Liddle recommissioned on 27 October 1950 during the Korean War. Departing Green Cove Springs on 25 November, she arrived Norfolk, Virginia, two days later to join Transport Division 22. From late April 1951 to June, the ship participated in amphibious training which included convoy exercises to the North Atlantic. She departed Norfolk on 16 June for service with the 6th Fleet in the Mediterranean for reconnaissance work and amphibious exercises. She resumed landing training after returning to Little Creek on 1 October.

Liddle voyaged to the Panama Canal early in January 1952, and spent the spring and summer operating in the Caribbean. Back at Little Creek on 13 November, the fast transport intensified her tight training schedule. The need in Korea for troops with amphibious experience brought the ship to Boston in January 1953, to the Caribbean the next month, and returned her to Little Creek operations for the remainder of the summer. She sailed for the Mediterranean on 28 September to take part in "Operation Weldfast" which was a joint United Kingdom, Greek, Italian, Turkish, and United States landing exercise. Departing Oran, Algeria, on 23 January 1954, Liddle returned to Little Creek on 4 February where she became an ASW schoolship, engaged in more amphibious exercises, and conducted midshipman cruises. The ship departed Little Creek on 16 March 1955 and arrived at her new home port, New Orleans, on 21 March to take up duties as a reserve training ship. She became a unit of Reserve Escort Squadron 4, on 15 January 1958, and decommissioned on 2 February 1959.

===1961-1967===
In August 1961 the Berlin Crisis brought Liddle to active duty once again. She recommissioned on 29 November, Lt. Comdr.

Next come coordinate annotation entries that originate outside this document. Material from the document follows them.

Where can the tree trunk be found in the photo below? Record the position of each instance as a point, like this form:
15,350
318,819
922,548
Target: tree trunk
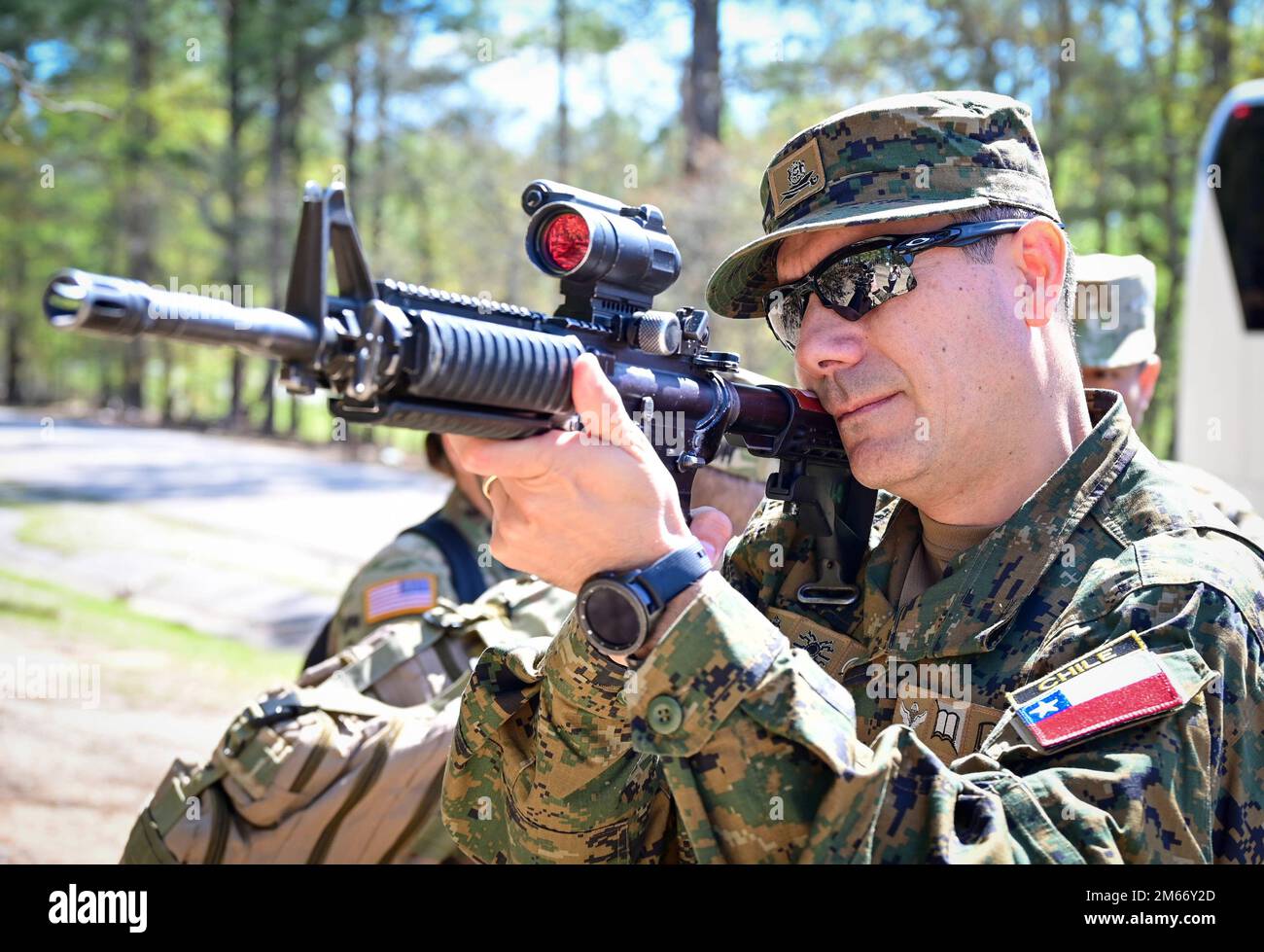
138,213
13,352
703,93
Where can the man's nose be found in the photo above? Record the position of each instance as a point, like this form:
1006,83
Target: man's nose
826,340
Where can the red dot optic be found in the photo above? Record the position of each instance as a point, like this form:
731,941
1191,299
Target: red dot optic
565,240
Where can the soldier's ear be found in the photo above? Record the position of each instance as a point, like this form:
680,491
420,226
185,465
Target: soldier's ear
1149,378
1039,253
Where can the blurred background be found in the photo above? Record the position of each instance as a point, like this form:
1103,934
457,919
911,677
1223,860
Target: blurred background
168,511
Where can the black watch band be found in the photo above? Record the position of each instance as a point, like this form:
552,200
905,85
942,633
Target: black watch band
617,610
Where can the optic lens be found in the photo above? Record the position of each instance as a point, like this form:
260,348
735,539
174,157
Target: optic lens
565,240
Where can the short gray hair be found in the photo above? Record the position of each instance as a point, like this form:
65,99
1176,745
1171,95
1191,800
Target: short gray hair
984,251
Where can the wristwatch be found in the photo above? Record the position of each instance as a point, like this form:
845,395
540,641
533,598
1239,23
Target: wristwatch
617,610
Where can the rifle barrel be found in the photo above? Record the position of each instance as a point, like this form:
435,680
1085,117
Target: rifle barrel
79,300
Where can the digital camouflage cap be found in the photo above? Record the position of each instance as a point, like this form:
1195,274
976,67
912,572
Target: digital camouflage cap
1115,296
902,157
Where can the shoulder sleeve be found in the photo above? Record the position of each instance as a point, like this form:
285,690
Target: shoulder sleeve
404,580
542,769
759,751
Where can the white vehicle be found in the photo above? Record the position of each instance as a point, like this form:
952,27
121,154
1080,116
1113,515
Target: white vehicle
1220,403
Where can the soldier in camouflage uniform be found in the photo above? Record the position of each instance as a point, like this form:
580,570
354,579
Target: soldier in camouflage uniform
1117,352
1072,674
513,610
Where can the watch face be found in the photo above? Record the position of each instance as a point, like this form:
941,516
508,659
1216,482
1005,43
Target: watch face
612,616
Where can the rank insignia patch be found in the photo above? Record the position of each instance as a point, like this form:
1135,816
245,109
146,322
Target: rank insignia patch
1113,686
405,594
795,177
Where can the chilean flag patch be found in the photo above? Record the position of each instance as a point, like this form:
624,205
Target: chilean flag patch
1116,685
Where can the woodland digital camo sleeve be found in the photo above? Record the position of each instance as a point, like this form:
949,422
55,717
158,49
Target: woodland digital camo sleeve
733,748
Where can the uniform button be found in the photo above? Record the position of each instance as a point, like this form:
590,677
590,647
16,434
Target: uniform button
665,715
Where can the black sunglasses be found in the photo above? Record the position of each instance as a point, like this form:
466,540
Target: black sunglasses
858,278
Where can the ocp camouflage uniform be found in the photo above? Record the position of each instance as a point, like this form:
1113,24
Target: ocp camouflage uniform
413,558
759,728
736,746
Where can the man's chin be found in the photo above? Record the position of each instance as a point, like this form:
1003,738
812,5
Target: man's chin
883,466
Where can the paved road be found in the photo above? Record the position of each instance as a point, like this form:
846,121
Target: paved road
234,536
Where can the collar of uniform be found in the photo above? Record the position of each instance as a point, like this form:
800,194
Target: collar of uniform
468,520
967,611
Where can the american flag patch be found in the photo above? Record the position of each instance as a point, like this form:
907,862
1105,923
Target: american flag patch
1113,686
405,594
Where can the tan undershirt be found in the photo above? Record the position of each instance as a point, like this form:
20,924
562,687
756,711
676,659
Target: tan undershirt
939,546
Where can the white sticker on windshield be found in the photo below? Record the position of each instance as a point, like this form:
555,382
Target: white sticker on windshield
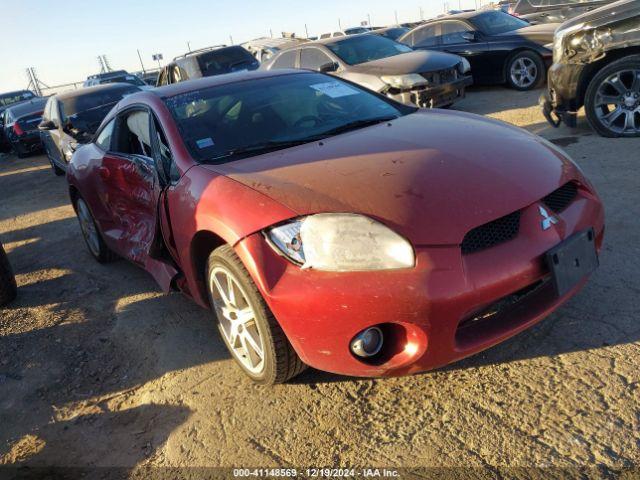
335,89
205,142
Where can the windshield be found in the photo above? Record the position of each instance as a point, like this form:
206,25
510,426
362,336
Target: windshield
229,122
15,97
496,22
366,48
131,79
226,60
86,112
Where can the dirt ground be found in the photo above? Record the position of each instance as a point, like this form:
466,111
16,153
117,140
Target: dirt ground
97,368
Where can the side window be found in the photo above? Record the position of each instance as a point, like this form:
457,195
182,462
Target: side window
286,60
162,79
452,32
55,117
313,58
132,134
163,155
426,36
104,139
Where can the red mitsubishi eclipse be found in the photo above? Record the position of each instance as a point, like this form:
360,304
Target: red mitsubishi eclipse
326,225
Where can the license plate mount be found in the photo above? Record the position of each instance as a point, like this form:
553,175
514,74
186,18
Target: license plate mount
572,260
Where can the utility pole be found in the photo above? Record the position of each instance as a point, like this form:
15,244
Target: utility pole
141,64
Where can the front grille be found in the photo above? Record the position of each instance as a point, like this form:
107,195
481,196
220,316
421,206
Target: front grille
441,76
492,233
561,198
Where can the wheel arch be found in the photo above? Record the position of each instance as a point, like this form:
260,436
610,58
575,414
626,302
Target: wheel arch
202,244
593,69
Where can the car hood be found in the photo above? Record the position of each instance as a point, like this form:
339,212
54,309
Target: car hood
410,62
609,13
541,34
432,176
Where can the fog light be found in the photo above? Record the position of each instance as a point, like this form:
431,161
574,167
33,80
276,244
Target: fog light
367,343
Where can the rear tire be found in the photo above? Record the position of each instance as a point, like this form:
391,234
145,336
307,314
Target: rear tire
273,360
608,100
525,71
91,233
8,288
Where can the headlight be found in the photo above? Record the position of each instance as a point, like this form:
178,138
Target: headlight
341,242
410,80
465,66
559,41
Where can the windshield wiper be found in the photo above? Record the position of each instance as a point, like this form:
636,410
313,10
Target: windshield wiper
347,127
266,147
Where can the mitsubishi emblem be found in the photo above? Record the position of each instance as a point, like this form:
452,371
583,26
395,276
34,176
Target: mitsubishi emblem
548,220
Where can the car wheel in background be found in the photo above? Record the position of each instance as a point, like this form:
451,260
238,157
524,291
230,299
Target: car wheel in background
249,330
525,71
8,289
91,234
612,101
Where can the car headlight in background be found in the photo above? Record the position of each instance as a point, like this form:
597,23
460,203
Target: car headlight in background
465,66
341,242
410,80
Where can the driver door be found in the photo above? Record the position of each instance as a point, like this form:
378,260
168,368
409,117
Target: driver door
132,186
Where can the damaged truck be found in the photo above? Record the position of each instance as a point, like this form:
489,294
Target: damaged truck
596,64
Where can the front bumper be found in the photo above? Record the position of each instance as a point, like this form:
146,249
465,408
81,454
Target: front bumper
436,96
423,311
560,104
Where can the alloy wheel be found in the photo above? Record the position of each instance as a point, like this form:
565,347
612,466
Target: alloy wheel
524,72
617,104
88,227
237,320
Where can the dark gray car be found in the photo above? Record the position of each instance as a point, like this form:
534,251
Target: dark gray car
423,79
554,11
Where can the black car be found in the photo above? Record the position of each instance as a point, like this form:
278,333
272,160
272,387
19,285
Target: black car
207,62
597,65
392,33
554,11
117,76
500,47
8,287
20,126
71,118
6,100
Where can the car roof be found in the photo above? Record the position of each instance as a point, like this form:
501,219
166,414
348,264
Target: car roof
28,106
219,80
89,90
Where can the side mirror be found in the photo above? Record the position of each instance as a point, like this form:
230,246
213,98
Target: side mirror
47,125
469,36
329,67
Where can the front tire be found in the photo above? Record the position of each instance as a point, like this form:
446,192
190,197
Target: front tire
612,101
525,71
8,288
91,234
248,328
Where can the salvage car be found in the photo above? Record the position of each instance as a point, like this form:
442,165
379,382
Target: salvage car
20,126
71,118
423,79
207,62
553,11
597,65
117,76
265,48
8,288
500,48
330,226
391,32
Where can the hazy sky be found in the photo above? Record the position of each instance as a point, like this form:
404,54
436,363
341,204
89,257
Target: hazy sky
62,39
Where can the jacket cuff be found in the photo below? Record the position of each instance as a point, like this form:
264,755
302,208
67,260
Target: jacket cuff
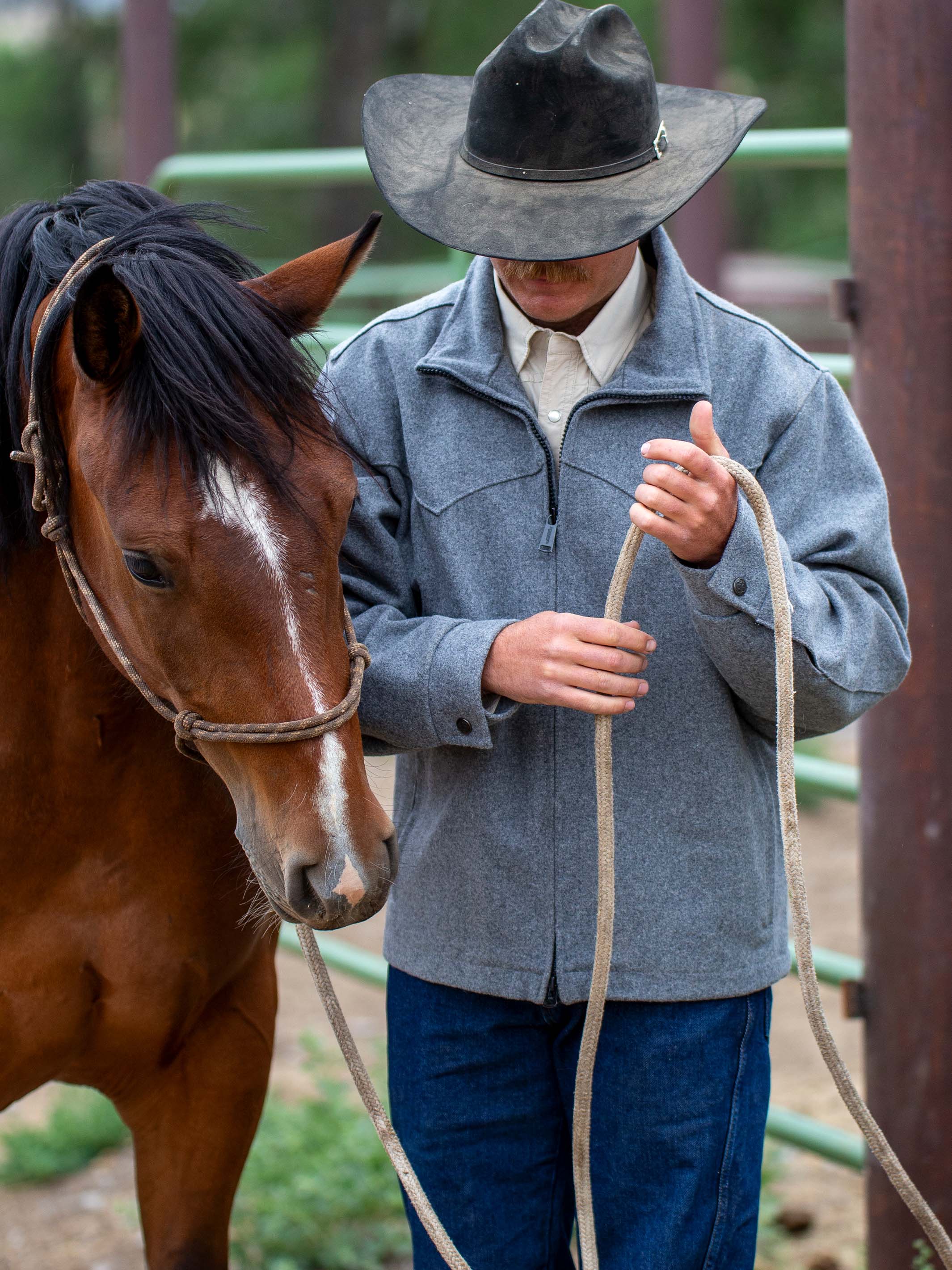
455,685
738,582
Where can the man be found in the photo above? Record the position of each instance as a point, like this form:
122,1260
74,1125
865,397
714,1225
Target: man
510,426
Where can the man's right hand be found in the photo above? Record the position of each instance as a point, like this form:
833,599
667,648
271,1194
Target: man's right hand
561,660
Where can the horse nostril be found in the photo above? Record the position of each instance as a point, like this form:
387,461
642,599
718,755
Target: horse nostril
392,854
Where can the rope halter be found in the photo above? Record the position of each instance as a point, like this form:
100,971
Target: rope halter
49,486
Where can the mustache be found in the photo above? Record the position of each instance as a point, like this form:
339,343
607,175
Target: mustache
545,271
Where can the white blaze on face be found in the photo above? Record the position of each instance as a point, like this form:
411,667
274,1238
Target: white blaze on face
243,506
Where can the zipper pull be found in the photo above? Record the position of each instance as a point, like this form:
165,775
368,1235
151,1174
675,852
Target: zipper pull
551,992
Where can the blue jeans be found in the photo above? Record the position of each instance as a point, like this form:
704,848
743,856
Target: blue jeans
481,1096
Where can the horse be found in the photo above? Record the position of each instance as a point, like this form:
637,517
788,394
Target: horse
206,496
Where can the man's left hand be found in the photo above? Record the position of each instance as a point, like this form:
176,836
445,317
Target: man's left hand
699,506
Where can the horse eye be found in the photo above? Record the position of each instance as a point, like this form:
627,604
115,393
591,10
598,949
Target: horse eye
144,569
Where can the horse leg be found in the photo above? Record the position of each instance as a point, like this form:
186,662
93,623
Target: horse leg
194,1123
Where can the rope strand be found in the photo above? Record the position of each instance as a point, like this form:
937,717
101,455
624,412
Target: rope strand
190,727
796,887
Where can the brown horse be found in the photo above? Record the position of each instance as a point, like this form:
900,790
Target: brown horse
207,497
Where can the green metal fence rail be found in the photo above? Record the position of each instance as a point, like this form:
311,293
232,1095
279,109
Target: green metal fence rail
784,1126
763,148
824,776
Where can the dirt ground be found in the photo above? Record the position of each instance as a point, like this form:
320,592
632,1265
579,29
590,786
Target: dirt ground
88,1222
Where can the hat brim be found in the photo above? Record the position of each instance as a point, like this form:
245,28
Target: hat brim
413,126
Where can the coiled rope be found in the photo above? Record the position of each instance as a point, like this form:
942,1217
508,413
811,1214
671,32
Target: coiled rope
800,912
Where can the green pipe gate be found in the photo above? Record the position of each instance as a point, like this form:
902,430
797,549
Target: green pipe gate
763,148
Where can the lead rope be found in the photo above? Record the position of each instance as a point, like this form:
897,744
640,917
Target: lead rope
796,885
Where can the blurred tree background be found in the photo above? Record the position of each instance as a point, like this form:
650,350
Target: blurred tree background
292,74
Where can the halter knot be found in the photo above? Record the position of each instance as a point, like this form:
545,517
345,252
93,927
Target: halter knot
54,528
360,652
185,722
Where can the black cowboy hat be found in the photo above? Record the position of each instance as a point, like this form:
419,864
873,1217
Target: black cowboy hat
561,145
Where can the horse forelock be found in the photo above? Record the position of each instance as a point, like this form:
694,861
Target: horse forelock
214,360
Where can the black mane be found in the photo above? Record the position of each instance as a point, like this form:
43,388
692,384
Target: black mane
211,351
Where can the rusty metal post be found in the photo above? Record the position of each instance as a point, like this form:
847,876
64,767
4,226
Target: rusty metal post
692,46
899,56
149,87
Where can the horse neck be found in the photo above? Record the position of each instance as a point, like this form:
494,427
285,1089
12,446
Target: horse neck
58,682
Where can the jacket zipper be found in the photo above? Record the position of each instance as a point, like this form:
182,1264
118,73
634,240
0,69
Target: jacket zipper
550,528
551,999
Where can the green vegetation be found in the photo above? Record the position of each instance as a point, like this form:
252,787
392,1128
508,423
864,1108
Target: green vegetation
318,1192
924,1258
274,76
80,1127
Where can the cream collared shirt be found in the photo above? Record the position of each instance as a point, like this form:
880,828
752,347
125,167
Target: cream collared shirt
558,370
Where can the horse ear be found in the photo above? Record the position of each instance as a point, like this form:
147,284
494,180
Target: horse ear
106,326
304,289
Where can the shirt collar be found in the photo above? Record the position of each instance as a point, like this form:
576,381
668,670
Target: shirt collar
606,339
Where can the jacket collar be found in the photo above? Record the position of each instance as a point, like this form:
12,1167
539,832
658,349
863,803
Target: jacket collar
670,359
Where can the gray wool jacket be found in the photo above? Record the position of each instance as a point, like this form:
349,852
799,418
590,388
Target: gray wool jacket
497,812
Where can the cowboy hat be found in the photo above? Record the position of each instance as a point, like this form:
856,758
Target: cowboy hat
561,145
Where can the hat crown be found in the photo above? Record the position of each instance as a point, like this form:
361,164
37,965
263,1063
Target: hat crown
569,93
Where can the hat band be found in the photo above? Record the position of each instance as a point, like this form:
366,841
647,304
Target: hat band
497,169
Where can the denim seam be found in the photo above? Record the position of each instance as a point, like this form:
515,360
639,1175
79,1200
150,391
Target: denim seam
551,1194
728,1159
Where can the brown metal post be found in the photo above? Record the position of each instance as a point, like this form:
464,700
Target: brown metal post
899,55
149,87
692,45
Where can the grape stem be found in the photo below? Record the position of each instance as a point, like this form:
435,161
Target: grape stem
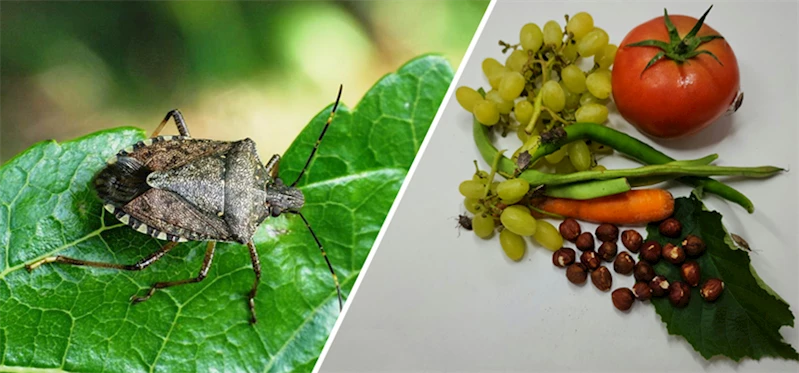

Royal R. Ross . As a unit of the Atlantic Amphibious Force, the ship resumed training which included a demonstration landing for President Kennedy off Onslow Beach, North Carolina, on 14 April 1962.

During the Cuban Missile Crisis from 24 October to 20 November 1962, she patrolled off the Bahama Islands to enforce American demands for the removal of Russian offensive weapons from Cuban soil. She then returned to her training exercises, and February 1963 was underway as a unit of Amphibious Squadron 8, part of the Caribbean Ready Squadron. Operating between Little Creek and the Caribbean, Liddle participated in a mercy mission to Haiti from 13 to 19 October 1963 to deliver food, clothing, and medical supplies to the coastal areas struck by Hurricane Flora. From 1964 through 1966 her continuing service along the Atlantic coast and in the Caribbean represented the constant effort of the Navy to maintain a high degree of training and efficiency in case of a national emergency.

Liddle decommissioned on 18 March 1967 at Norfolk; her name was struck from the Navy List on 5 April; and she was put up for disposal. On the day she decommissioned, her former crew immediately manned , which recommissioned that day. Liddle was sold on 25 June 1967 to the North American Smelting Company.